EARTH SCIENCE STUDENTS DO RESEARCH!
Jenna Palmer, a double major in Earth Science and Applied Mathematics, was selected to participate in a summer program at the Harvard School of Public Health. She will spend four weeks this summer doing research in the area of epidemiology.
Earth Science major Yesenia Herrera will spend her summer doing geological research at Stanford University in California. Yesenia was accepted to Stanford's Summer Research in Geosciences and Engineering (SURGE) program.
Earth Science majors James Beer, Cesar Bustos, Eric "Spider" Heuneman,and Nimbus Shrestha were selected for summer internships at the National Soil Erosion Research Laboratory at Purdue University. The interns will work with USDA scientists on cutting-edge research, developing knowledge and technology to help conserve soil for future generations.
In Summer 2012, sixteen first-year students researched soil science and conservation as part of the USDA-funded TIERRA Project (with ESCI faculty Jean Hemzacek, Laura Sanders, and Ken Voglesonger). (See the photos!)
ESCI majors Dyln Barkstrom, Cindy Calderon, Colleen Schwartz, and Bri Yarger were summer interns at the USDA National Soil Erosion Research Laboratory at Purdue University
ESCI majors Yesenia Herrera and Sean O’Hara measured isotopic composition of carbonatites to assess carbon dioxide sources, funded by grants from NASA-Astrobiology and the SCSE to former ESCI faculty Genet Duke.
Anthony Barkan and Stephanie Hennelly, ESCI majors,spent summer 2012 in Urbana-Champaign doing research with geology professors at the University of Illinois as part of the UIUC Summer Research Opportunities Program.
ESCI major Paty Jaimes worked with professors in the agronomy department at the University of Illinois/Urbana-Champaign (funded by the USDA).
ESCI major Nimbus Shrestha interned with the USDA Natural Resources Conservation Service.
Summer 2011: Students Justin Mackey, Kyle McNamara, and Cindy Calderon studied igneous petrology and geochemistry of the Rattlesnake Hills, Wyoming, funded by the Student Center for Science Engagement (with Dr.
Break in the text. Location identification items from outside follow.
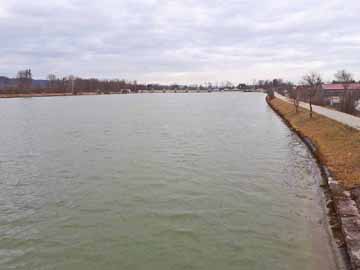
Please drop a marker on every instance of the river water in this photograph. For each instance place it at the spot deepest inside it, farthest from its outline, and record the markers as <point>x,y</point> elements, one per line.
<point>157,181</point>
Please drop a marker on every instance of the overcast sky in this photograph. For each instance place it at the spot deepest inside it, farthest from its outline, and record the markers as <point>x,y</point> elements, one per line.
<point>180,41</point>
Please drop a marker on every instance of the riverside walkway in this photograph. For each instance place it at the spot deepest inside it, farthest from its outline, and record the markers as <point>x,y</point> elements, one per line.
<point>343,118</point>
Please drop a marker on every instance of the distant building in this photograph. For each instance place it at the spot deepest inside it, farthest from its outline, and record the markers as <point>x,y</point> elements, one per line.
<point>333,92</point>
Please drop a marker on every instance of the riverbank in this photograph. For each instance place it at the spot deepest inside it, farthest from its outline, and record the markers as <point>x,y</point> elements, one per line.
<point>338,145</point>
<point>337,150</point>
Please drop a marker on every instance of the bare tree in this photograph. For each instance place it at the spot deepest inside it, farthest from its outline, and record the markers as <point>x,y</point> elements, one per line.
<point>347,102</point>
<point>313,82</point>
<point>24,79</point>
<point>51,81</point>
<point>294,95</point>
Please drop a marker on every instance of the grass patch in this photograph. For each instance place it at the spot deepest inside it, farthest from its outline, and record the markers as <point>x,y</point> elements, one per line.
<point>338,145</point>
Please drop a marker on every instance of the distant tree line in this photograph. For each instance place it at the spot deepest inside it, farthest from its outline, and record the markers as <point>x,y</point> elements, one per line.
<point>24,84</point>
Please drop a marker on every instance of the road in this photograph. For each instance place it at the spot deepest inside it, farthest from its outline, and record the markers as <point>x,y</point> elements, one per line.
<point>343,118</point>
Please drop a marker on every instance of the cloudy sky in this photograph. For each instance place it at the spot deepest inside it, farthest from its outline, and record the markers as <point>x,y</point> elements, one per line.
<point>183,41</point>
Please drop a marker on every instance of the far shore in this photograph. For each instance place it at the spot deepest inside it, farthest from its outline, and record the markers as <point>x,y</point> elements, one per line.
<point>30,95</point>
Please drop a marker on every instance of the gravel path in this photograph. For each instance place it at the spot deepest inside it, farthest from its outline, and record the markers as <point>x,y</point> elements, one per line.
<point>344,118</point>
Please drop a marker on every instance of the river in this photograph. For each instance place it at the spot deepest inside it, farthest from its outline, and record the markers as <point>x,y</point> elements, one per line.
<point>157,181</point>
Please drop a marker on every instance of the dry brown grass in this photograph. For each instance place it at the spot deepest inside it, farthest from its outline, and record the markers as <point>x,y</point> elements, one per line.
<point>337,144</point>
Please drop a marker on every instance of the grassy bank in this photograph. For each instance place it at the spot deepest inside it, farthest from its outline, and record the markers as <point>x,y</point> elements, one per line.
<point>338,145</point>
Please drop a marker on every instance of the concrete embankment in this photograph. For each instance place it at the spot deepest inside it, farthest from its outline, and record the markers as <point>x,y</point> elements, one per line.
<point>336,148</point>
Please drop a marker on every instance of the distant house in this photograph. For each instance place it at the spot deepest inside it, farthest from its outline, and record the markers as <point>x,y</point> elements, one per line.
<point>333,92</point>
<point>330,94</point>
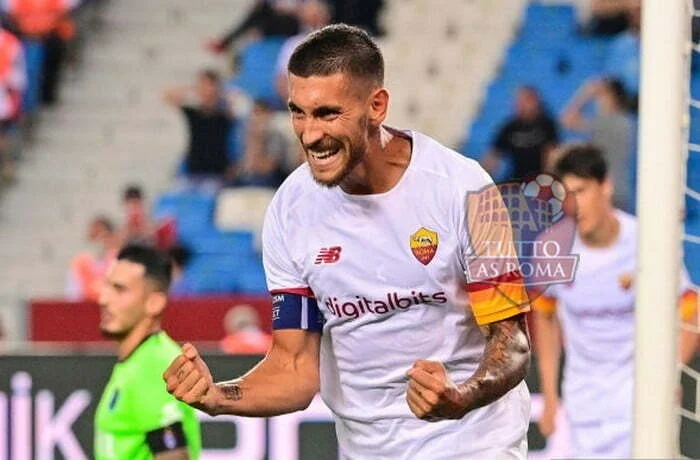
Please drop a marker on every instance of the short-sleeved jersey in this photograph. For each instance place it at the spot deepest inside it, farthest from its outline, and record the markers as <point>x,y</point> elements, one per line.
<point>387,272</point>
<point>135,403</point>
<point>596,312</point>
Genet Duke). See the photos!
EARTH SCIENCE STUDENTS IN ACTION!
Students in Professor Nahid Brown's environmental geology class presented their work on water conservation. Watch the 2-minute video on worm composting, created by students in Prof. Brown's El Centro environmental geology class!
WHAT CAN YOU DO WITH A DEGREE
IN EARTH SCIENCE?
• Become a geologist, hydrologist, environmental scientist, environmental lawyer, geotechnical engineer, geochemist, geophysicist, meteorologist, seismologist, oceanographer, paleontologist, volcanologist—opportunities abound!
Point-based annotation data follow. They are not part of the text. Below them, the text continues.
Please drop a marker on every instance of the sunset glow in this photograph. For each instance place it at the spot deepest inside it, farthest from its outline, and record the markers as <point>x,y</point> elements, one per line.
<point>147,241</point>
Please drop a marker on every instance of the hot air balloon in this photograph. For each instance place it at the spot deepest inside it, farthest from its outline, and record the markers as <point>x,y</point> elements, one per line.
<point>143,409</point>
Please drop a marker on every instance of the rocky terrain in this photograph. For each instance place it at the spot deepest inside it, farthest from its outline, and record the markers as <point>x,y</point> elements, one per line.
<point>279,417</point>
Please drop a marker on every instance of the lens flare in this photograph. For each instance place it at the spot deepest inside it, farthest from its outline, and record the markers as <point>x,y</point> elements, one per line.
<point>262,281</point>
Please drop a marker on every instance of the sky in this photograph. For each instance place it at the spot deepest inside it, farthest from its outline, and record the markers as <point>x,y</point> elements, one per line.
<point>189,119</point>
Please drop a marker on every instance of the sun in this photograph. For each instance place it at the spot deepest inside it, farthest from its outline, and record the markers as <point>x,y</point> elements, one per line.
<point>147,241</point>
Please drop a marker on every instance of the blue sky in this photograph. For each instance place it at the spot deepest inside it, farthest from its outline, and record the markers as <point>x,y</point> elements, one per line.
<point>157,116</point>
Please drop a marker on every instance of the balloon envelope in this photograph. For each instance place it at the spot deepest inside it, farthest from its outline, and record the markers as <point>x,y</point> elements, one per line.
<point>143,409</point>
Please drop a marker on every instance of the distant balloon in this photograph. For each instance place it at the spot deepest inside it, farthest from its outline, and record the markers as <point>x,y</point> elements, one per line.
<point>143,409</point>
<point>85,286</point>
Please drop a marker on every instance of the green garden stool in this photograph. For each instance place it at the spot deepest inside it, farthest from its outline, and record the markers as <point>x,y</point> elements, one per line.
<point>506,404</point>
• Employment growth outlook: Faster than average (info)
• Average salary: $79,160 (info)
• Careers in the geosciences (info)
OUR DEPARTMENT MISSION
The Department of Earth Science at Northeastern Illinois University uses an integrated approach to the study of the earth environment through a synthesis of geology, oceanography, and meteorology.
We emphasize experimental studies, field work, and applications. Curricula are individually planned to provide a broad basic training in earth science and to prepare students for further graduate study or careers in the environmental, energy, and mineral fields. Programs are flexible, to meet individual student needs.
Degree options include Bachelor of Science and Master of Science, as well as a minor in Earth Science. Students can focus their coursework in the areas of petrology/mineralogy, hydrogeology, and environmental geology.
We have equipment for petrologic, petrographic, and X-ray diffraction analysis; ground water modeling by physical, field, and numerical methods; field studies involving hydraulic testing and ground water and soil sampling, including campus monitoring wells; thin sectioning and rock preparation; soil and sediment size analysis; and a student computer lab.
Two other programs are under discussion and may become available in the future: a B.A. in Environmental Geoscience, and a professional master's degree.